1. Get your documents ready.
There’s no getting around it: subdivision bonds require a lot more paperwork per bond than regular contract bonds. For a typical contractor who has an existing surety relationship, normally all that is needed to write a performance bond are bid results and a copy of the contract. Not so with subdivision. At a minimum, surety underwriters will ask for:
- Details about the development
- Subdivision agreement
- Engineer’s estimate
- Operating agreements of the developing entity and its owners
- Confirmation of financing, often including a set-aside letter from the lender committing to financing the bonded improvements
And unlike contract bonds, the bond principal is normally set up for one project, which can mean a new general indemnity agreement for each project.

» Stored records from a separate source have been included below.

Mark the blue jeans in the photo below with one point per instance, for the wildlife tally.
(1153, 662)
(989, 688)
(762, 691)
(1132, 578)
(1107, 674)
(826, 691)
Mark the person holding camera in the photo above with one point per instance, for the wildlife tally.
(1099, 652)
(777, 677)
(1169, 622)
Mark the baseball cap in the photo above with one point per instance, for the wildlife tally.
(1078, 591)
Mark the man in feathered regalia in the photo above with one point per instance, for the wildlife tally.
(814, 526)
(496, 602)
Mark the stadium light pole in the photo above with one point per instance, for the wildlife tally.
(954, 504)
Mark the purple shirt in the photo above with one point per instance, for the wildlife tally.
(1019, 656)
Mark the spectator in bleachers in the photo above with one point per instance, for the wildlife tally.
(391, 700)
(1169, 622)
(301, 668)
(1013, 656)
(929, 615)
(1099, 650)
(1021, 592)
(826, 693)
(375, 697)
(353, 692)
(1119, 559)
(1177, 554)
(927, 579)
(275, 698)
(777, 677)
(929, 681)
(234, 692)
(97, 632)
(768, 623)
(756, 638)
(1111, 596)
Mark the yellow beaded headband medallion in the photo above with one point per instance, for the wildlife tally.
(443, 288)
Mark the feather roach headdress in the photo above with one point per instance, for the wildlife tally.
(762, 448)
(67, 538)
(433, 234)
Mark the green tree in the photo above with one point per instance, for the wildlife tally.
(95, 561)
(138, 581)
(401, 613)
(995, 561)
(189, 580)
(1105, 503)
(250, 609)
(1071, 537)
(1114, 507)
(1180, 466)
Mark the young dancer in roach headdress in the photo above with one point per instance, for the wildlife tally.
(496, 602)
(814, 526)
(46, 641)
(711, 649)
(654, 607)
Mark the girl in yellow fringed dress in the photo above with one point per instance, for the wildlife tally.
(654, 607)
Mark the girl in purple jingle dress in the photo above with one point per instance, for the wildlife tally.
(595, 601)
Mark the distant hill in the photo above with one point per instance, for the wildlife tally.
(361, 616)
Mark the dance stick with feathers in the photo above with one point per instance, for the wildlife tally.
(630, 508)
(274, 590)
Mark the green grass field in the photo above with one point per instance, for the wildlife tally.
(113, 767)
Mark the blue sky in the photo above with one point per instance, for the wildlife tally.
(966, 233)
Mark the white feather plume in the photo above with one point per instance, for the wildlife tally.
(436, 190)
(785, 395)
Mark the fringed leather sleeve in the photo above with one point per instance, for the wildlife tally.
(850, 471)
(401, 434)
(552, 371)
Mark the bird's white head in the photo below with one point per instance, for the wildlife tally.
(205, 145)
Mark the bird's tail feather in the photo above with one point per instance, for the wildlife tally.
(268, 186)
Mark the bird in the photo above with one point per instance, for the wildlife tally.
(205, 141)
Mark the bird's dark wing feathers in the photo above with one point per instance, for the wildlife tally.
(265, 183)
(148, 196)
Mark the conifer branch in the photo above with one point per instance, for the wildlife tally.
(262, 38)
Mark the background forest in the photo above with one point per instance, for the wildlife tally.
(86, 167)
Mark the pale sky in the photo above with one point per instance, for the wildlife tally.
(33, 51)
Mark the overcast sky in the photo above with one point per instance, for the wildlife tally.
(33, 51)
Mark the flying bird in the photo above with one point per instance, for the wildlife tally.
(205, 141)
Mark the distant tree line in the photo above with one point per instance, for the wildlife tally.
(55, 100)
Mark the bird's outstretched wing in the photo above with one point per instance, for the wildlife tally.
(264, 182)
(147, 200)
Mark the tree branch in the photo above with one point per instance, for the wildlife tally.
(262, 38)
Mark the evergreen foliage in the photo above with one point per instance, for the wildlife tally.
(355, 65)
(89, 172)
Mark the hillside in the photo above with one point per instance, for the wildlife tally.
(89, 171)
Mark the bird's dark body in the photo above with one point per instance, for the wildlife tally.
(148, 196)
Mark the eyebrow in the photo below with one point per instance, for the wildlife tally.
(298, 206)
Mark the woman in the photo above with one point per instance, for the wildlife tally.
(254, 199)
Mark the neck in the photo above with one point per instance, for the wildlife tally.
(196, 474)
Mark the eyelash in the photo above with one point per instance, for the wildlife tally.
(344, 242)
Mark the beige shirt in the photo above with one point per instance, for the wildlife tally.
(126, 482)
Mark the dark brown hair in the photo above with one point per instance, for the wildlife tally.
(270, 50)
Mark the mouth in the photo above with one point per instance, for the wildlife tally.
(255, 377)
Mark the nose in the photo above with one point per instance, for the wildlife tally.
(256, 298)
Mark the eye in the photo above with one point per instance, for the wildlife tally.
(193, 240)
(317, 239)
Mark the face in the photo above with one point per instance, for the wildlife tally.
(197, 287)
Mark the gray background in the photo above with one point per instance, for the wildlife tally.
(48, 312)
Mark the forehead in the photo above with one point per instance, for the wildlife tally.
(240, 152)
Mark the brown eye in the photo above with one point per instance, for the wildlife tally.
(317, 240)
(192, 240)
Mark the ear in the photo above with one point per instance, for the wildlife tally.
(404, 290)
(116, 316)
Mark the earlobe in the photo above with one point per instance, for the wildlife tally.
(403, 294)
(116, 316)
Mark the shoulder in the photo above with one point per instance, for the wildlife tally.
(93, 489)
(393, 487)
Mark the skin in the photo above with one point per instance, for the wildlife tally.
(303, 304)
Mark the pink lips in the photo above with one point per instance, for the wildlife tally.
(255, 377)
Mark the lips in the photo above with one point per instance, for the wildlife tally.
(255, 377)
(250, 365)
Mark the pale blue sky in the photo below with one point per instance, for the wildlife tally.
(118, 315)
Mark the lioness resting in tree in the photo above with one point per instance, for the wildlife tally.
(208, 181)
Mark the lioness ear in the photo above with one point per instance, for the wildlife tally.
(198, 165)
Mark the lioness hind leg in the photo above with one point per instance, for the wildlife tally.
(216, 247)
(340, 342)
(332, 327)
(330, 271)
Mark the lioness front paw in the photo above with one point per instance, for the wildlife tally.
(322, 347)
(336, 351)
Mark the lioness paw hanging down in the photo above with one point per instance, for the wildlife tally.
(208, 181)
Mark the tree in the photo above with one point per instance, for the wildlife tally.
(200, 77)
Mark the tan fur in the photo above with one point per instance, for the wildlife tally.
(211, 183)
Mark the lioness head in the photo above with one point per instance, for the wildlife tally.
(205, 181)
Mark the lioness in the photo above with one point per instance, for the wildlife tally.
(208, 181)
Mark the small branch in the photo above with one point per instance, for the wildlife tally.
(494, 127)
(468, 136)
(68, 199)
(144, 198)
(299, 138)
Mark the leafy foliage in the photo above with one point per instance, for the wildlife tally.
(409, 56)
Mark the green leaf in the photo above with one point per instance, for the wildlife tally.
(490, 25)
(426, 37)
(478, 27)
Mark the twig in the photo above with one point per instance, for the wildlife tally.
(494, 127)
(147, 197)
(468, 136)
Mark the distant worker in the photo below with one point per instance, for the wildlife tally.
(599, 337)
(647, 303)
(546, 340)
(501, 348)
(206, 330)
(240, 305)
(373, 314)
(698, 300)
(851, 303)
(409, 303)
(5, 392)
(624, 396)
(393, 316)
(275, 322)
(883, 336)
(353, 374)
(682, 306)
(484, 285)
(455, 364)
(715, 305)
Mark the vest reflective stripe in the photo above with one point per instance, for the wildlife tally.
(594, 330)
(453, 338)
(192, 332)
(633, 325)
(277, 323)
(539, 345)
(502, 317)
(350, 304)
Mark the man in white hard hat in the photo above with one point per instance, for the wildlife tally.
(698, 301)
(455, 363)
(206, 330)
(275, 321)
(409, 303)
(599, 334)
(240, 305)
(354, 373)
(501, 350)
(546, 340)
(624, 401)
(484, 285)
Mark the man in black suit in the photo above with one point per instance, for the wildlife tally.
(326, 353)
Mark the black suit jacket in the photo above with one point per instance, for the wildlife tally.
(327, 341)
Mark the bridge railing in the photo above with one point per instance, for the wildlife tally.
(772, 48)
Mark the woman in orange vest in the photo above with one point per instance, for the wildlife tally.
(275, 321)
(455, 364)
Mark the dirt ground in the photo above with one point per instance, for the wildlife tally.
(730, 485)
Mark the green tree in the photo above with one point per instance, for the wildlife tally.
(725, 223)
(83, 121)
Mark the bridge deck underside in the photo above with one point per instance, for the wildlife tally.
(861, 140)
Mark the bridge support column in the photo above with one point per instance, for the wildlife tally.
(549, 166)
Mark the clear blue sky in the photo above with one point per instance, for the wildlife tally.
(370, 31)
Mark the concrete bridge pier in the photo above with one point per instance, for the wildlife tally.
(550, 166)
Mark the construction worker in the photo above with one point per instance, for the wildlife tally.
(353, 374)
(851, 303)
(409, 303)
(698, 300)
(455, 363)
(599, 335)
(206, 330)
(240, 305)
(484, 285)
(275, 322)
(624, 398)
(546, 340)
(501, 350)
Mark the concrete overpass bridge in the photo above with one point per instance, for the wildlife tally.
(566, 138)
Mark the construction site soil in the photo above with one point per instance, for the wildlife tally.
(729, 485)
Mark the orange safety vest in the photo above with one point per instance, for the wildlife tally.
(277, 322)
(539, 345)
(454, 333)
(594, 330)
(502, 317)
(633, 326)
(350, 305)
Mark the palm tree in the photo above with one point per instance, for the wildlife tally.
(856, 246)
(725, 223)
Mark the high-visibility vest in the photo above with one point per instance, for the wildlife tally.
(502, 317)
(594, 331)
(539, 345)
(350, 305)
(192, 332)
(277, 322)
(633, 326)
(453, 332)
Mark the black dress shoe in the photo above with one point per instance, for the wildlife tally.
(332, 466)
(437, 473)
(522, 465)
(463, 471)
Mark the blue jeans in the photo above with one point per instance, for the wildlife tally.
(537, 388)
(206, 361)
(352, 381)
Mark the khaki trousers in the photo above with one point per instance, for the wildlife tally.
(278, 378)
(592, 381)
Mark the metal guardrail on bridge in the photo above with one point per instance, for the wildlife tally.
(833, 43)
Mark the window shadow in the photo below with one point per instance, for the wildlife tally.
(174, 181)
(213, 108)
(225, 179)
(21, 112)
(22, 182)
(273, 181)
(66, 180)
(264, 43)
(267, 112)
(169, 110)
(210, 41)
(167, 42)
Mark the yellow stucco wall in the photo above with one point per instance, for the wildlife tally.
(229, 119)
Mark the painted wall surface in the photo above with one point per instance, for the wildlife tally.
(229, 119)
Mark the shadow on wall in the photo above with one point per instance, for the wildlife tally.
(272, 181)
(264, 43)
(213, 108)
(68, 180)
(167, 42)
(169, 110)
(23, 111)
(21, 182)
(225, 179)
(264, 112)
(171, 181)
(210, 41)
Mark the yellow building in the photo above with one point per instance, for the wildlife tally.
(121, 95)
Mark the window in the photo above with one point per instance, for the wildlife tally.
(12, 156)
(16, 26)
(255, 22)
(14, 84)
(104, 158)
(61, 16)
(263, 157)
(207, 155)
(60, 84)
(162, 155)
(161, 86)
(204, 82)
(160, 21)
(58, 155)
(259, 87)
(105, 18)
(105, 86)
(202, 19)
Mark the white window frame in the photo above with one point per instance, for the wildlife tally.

The good news is that most subdivision bonds renew annually, requiring little additional work once they are in the books.
2. Choose a surety that has a dedicated subdivision team.
Not all sureties are created equal. While most can underwrite basic bid, performance, and payment bonds, only a few have the experience, expertise, and capabilities to write subdivision bonds. The process for both agents and contractors will be much more efficient when working with a surety that has this specialization in house. Agents who select the right surety for their customers’ subdivision business become valuable partners.
Obtaining subdivision bonds doesn’t need to be difficult. In fact, it can be fairly straightforward when you know what to expect and when you work with the right surety.